I just discovered the concept of an auto_ptr and am liking it! As Qt often requires a QList or QVector<(some QObject or QWidget) *>, is there any concrete reason why auto_ptr should be avoided. If I'm right, it allows you to replace this:
std::vector<MyClass*> vec;
/* add several elements to the vector and do stuff with them */
for(size_t i=0; i<vec.length(); ++i)
{
delete vec[i];
}
vec.clear();
with somthing much shorter (ie no cleanup)

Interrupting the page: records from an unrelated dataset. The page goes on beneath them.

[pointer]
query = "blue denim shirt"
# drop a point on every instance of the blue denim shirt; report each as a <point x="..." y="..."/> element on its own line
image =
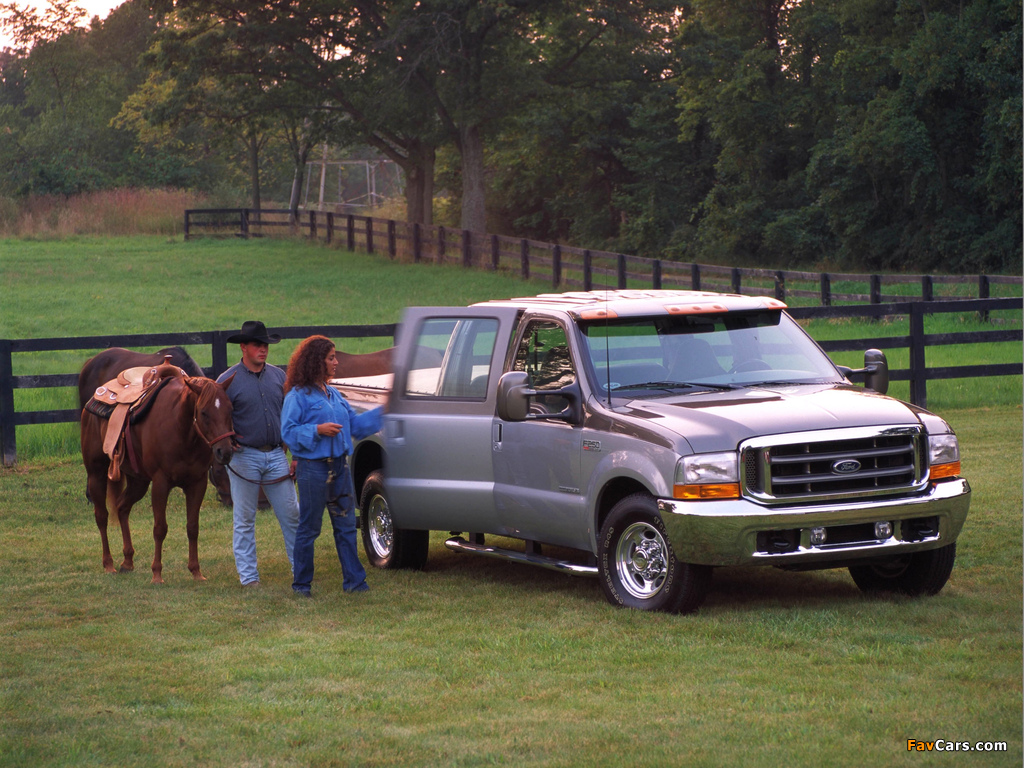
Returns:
<point x="305" y="408"/>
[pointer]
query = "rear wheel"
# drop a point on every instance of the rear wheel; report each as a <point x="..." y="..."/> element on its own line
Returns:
<point x="918" y="573"/>
<point x="637" y="564"/>
<point x="385" y="545"/>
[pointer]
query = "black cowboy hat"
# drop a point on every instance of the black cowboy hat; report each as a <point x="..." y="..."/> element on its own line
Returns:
<point x="253" y="331"/>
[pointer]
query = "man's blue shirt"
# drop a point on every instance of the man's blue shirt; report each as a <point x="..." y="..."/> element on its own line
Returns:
<point x="256" y="399"/>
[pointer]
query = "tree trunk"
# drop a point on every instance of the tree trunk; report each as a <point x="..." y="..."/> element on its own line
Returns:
<point x="254" y="167"/>
<point x="474" y="215"/>
<point x="419" y="168"/>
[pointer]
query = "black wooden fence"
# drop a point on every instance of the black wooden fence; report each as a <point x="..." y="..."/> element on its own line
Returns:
<point x="912" y="311"/>
<point x="568" y="268"/>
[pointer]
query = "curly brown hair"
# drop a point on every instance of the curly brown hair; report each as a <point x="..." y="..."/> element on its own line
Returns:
<point x="307" y="367"/>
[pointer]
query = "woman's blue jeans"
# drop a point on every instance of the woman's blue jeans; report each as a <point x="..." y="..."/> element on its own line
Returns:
<point x="327" y="484"/>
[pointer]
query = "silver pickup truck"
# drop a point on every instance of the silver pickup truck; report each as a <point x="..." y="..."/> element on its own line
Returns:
<point x="646" y="437"/>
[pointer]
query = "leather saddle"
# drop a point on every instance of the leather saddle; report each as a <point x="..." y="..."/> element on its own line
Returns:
<point x="129" y="393"/>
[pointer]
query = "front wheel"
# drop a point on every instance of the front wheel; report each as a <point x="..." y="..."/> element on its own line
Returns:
<point x="919" y="573"/>
<point x="638" y="566"/>
<point x="385" y="545"/>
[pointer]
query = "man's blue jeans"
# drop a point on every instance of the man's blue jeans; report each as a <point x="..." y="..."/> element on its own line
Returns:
<point x="327" y="484"/>
<point x="250" y="467"/>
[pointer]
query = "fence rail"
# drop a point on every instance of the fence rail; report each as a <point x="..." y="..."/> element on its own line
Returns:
<point x="567" y="267"/>
<point x="915" y="340"/>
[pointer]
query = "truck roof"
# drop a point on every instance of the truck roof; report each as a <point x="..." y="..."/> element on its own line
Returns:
<point x="624" y="303"/>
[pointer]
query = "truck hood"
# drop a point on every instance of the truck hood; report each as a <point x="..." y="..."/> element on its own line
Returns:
<point x="719" y="421"/>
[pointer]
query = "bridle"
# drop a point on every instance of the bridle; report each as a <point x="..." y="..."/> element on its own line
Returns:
<point x="199" y="430"/>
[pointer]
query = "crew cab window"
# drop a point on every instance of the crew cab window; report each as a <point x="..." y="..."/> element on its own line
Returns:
<point x="453" y="358"/>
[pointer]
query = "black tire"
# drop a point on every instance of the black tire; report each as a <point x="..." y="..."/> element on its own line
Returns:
<point x="918" y="573"/>
<point x="638" y="566"/>
<point x="386" y="546"/>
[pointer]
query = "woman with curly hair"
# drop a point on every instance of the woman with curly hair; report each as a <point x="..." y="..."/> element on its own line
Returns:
<point x="317" y="425"/>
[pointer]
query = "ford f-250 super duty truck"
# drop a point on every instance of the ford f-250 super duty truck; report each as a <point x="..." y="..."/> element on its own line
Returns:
<point x="656" y="434"/>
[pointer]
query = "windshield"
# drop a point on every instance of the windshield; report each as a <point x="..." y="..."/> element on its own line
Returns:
<point x="702" y="351"/>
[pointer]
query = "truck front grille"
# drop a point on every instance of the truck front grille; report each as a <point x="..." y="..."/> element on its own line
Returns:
<point x="834" y="464"/>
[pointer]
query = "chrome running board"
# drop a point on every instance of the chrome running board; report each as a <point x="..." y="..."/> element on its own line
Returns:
<point x="458" y="544"/>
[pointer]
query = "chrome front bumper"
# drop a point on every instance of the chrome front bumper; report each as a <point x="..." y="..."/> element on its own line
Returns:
<point x="726" y="532"/>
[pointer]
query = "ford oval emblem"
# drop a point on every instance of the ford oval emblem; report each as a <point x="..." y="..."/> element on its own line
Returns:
<point x="846" y="466"/>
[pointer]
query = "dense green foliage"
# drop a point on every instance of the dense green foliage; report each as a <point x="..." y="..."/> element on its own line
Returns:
<point x="880" y="134"/>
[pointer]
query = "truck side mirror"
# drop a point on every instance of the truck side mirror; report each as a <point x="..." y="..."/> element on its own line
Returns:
<point x="514" y="394"/>
<point x="876" y="371"/>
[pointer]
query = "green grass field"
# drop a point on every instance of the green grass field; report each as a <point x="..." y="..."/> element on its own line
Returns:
<point x="472" y="662"/>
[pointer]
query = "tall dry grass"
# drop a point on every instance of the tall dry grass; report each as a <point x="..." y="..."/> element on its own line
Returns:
<point x="127" y="211"/>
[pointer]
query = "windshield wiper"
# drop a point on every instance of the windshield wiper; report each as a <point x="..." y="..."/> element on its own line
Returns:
<point x="671" y="385"/>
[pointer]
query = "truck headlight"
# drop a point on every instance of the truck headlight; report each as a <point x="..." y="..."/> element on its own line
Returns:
<point x="943" y="456"/>
<point x="706" y="476"/>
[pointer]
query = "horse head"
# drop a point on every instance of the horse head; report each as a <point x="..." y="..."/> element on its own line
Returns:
<point x="213" y="416"/>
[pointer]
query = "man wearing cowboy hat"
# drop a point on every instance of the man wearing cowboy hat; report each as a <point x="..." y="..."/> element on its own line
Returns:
<point x="257" y="394"/>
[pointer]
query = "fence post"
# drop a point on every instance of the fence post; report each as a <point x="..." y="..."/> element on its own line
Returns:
<point x="927" y="288"/>
<point x="919" y="382"/>
<point x="218" y="353"/>
<point x="8" y="444"/>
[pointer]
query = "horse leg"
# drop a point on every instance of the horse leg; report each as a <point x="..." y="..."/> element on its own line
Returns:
<point x="97" y="493"/>
<point x="194" y="500"/>
<point x="161" y="491"/>
<point x="130" y="492"/>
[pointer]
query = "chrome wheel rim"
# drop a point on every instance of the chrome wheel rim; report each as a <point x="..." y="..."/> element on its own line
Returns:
<point x="381" y="530"/>
<point x="642" y="560"/>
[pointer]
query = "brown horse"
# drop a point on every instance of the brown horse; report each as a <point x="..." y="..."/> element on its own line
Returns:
<point x="104" y="366"/>
<point x="187" y="426"/>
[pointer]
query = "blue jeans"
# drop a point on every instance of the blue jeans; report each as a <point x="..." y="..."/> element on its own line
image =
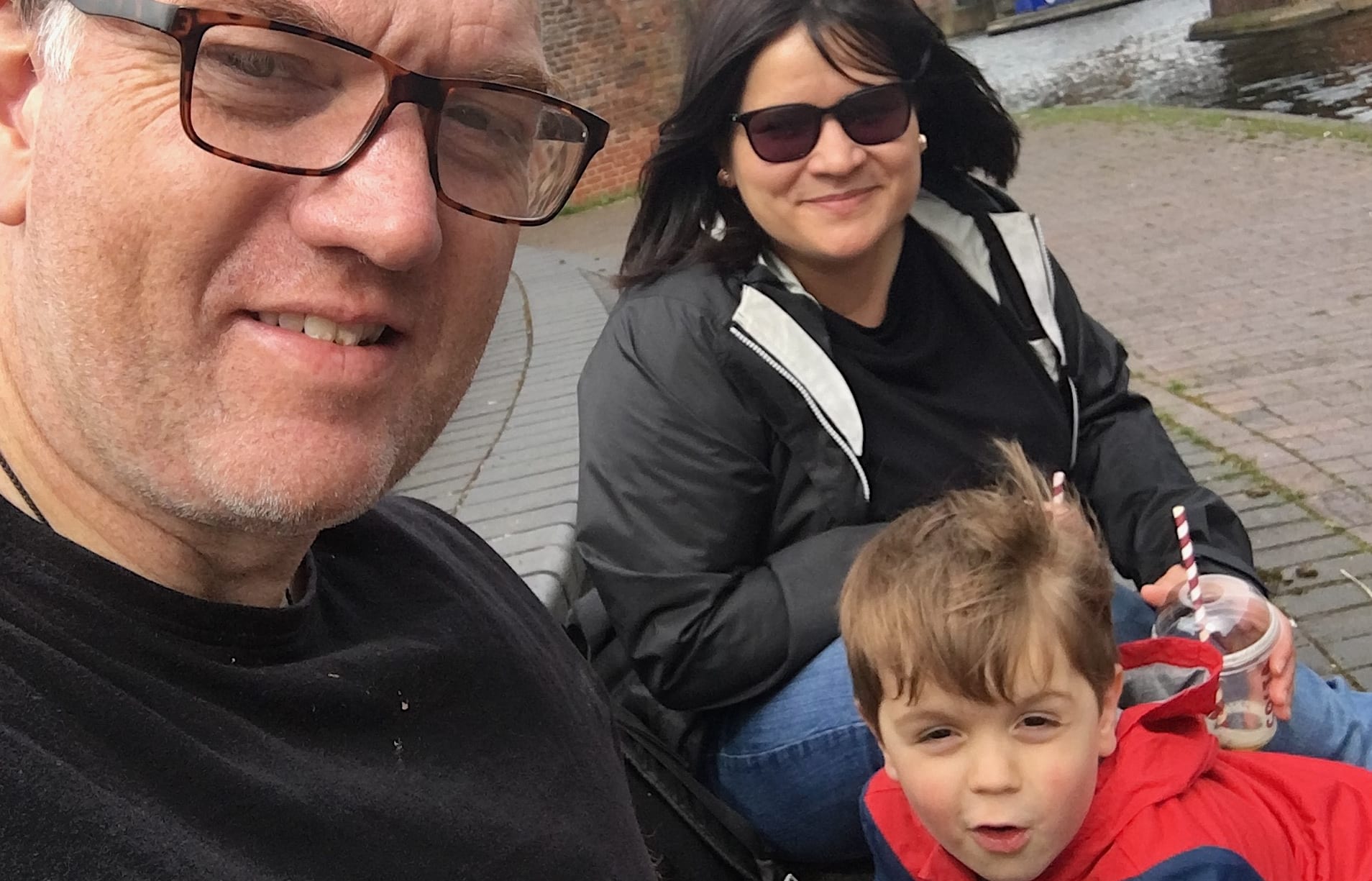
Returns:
<point x="795" y="763"/>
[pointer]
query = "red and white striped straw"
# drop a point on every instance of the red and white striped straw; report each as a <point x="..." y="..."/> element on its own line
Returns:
<point x="1189" y="563"/>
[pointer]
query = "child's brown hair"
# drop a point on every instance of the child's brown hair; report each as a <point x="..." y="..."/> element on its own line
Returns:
<point x="964" y="590"/>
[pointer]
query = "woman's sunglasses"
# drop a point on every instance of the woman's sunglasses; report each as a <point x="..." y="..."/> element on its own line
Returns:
<point x="788" y="132"/>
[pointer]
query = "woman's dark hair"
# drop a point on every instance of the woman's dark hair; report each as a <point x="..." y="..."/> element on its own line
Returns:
<point x="681" y="198"/>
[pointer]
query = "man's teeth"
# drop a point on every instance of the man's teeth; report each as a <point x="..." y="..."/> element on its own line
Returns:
<point x="314" y="327"/>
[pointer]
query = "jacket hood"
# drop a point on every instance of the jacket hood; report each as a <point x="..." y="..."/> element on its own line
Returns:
<point x="1163" y="746"/>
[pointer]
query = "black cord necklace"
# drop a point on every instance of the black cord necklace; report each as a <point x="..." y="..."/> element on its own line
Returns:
<point x="24" y="493"/>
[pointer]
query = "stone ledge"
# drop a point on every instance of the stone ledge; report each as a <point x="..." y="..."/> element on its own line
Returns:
<point x="1068" y="9"/>
<point x="1272" y="21"/>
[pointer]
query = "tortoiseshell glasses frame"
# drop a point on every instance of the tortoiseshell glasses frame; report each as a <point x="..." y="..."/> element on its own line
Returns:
<point x="515" y="152"/>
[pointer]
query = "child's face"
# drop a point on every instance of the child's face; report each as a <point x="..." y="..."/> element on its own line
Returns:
<point x="1005" y="787"/>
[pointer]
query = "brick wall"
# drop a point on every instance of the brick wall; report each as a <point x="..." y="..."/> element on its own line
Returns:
<point x="623" y="60"/>
<point x="1230" y="7"/>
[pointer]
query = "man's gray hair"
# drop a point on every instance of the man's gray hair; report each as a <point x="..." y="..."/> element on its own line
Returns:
<point x="57" y="28"/>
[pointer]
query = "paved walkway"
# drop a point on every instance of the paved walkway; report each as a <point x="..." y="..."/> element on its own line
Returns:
<point x="1231" y="261"/>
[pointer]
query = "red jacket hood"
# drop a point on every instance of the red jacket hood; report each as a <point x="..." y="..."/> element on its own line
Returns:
<point x="1163" y="746"/>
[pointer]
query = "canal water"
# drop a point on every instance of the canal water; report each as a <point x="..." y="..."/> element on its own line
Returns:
<point x="1139" y="53"/>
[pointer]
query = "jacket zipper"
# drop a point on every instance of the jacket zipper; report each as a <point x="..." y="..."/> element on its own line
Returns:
<point x="1053" y="298"/>
<point x="810" y="401"/>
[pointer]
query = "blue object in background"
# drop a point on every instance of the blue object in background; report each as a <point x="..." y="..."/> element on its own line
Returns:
<point x="1029" y="6"/>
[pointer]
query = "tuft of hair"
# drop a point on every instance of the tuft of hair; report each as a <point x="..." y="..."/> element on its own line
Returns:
<point x="57" y="27"/>
<point x="969" y="589"/>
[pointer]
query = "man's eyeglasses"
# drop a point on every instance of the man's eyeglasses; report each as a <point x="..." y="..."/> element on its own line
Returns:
<point x="283" y="98"/>
<point x="788" y="132"/>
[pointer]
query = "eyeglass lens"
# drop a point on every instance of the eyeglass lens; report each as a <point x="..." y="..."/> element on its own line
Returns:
<point x="869" y="117"/>
<point x="284" y="99"/>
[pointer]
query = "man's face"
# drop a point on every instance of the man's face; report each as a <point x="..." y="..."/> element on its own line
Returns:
<point x="145" y="265"/>
<point x="1002" y="787"/>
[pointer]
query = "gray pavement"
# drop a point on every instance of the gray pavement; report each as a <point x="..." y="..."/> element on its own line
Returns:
<point x="1232" y="263"/>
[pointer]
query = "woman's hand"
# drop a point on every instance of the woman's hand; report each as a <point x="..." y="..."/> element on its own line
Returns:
<point x="1281" y="665"/>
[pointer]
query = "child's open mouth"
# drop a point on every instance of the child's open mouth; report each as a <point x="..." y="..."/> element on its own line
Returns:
<point x="1000" y="839"/>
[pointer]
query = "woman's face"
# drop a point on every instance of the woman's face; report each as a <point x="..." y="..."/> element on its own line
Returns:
<point x="841" y="199"/>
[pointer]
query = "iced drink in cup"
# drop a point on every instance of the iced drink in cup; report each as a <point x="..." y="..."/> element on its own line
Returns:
<point x="1245" y="629"/>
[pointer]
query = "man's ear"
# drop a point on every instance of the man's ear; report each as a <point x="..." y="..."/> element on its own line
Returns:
<point x="1106" y="740"/>
<point x="19" y="101"/>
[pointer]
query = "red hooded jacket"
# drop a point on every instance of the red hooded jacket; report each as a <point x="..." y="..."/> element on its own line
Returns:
<point x="1171" y="805"/>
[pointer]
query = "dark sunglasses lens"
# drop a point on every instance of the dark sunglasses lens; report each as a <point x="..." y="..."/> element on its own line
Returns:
<point x="876" y="116"/>
<point x="784" y="134"/>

std::vector<auto_ptr<MyClass>> vec;
/* add several elements to the vector and do stuff with them */
// no need for the delete loop
...Can Qt still work its shared memory magic with auto_ptr's? Does the parent-child automagic memory management still function transparently? Thanks
Qt has its own smart pointer classes that are in many ways superior to std::auto_ptr
, specifically in that some of them can be put into containers with no issues. std::auto_ptr
has ownership-transfer copy semantics, and so will not work as expected if you try to put it into a container.
Try using QSharedPointer
. It's a reference counted smart pointer that deletes its contained object when there are no more copies of the smart pointer left. Unlike std::auto_ptr
there can be multiple copies of the same QSharedPointer
at once, and therefore it plays well with containers.